Die siedelungsgeschichtlichen Ergebnisse der Ortsnamenforschung sind für das Altertum vielfach sehr unsicher. Doch für die Völkerwanderungszeit (375/376 bis 568) läßt sich die Verbreitung bestimmter Namensgruppen durchaus überblicken. Diese ergänzen das Bild der großen Ausbreitungsrichtungen der germanischen Stämme und ihren neuen Siedelungsgebieten. Der Geographische Überblick für die Völkerwanderungszeit teilt sich wiefolgt:

  • a) Das altgermanische Siedlungsgebiet und die Durchbrechung des mitteldeutschen Waldgürtels.
  • b) Das eroberte keltisch-römische Land.

Das altgermanische Siedlungsgebiet[]

In dem in dem Landstrich, der von der Unterelbe durch Thüringen nach dem Süden führt läßt sich eine große Straße langandauernder Völkerbewegungen erkennen, die zur dauernden Eroberung des Keltenlandes führte. Die Lage der suebischen Urheimat im Brandenburgischen, die Wanderung der Markomannen ins Maingebiet (und später von da nach Böhmen), schließlich die Erstreckung des thüringischen Königreiches in einem schmalen Streifen von der Unterelbe zur Donau hin, zeigen das deutlich an.
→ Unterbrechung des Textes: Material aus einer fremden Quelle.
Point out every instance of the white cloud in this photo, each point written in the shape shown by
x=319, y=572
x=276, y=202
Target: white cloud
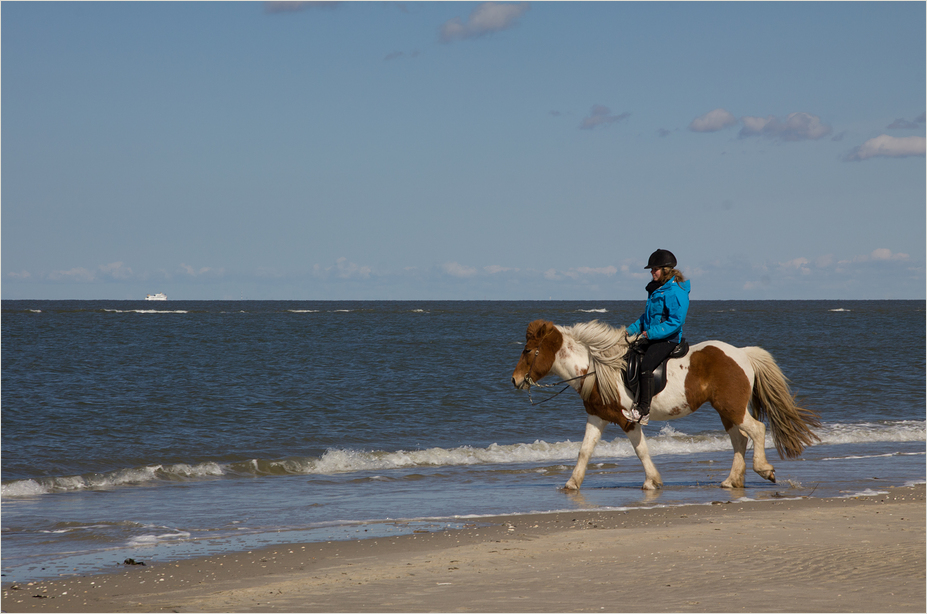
x=495, y=268
x=601, y=116
x=284, y=6
x=713, y=121
x=193, y=272
x=458, y=270
x=578, y=273
x=881, y=254
x=343, y=269
x=486, y=18
x=889, y=147
x=796, y=127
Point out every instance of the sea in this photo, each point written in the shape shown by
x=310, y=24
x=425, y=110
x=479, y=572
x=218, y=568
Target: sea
x=157, y=431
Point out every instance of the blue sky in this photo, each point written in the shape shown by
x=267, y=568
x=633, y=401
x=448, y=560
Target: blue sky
x=462, y=150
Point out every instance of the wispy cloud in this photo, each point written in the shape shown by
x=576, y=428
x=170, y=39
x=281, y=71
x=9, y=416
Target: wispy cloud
x=79, y=274
x=601, y=116
x=903, y=124
x=200, y=272
x=290, y=7
x=795, y=126
x=827, y=264
x=715, y=120
x=886, y=146
x=116, y=270
x=456, y=269
x=342, y=269
x=486, y=18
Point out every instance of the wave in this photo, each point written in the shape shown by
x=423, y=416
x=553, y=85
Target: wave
x=146, y=310
x=667, y=442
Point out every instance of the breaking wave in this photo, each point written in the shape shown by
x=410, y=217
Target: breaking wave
x=666, y=442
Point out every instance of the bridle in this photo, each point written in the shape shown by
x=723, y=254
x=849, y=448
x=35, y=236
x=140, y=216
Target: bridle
x=530, y=383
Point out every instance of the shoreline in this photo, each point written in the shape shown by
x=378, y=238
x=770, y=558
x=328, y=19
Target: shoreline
x=865, y=553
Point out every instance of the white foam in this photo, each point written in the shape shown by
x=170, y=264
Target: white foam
x=153, y=540
x=666, y=442
x=146, y=311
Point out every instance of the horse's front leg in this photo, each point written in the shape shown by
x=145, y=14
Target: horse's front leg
x=595, y=426
x=652, y=479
Dieser Landstreifen tritt aber auch deutlich in den Ortsnamen hervor, durch die besondere Mischung allgemein üblicher Endungen.

Nord-Süd-Bewegung[]

Die Verteilung von Ortsnamen zeigt ein zusammengehöriges System von Nord-Süd-Bewegungen, das noch dadurch verstärkt wird, dass die Namensgruppen sich zuweilen paarweise ausschließen und dadurch als enger zusammengehörig erscheinen. Im Land zwischen Unterelbe und Thüringer Wald ist dies bei den Namensendungen -ingen und -leben zu beobachten; beide kommen einander benachbart vor, aber unter gegenseitigem Ausschluß.

So in der Magdeburger Börde, an der unteren Helme, wo nördlich des Flusses die Endung -ingen, um den Kiffhäuser dagegen nur die Endung -leben auftritt, und an einigen anderen Stellen. Beide Gruppen sitzen so fleckenweise über den Bezirk der -stedt verteilt. Die Namensendungen auf -stedt dagegen verstreuen sich gleichmäßig über die alte Besiedelungsfläche und scheinen zusammen mit einigen anderen Namen das älteste Siedelungsnetz dieser Gegenden anzuzeigen.

Namensgruppe "-lehen"[]

Ein Merkmal dieses Landstriches ist u.a. die Gruppe der Namen auf -lehen, die wegen ihres scharf abgegrenzten Auftretens schon früh zur Forschung anregte und immer als Zeichen einer Wanderung aus dem Norden gedeutet wurde ist. Häufig findet sie sich im nördlichen Teil der jütischen Halbinsel, auf den dänischen Inseln und im südwestlichen Schwaben, dagegen fehlt sie in Holstein, um dann südlich der Elbe, zunächst wenig zahlreich, dann aber sehr häufig in der Magdeburger Börde wieder aufzutreten.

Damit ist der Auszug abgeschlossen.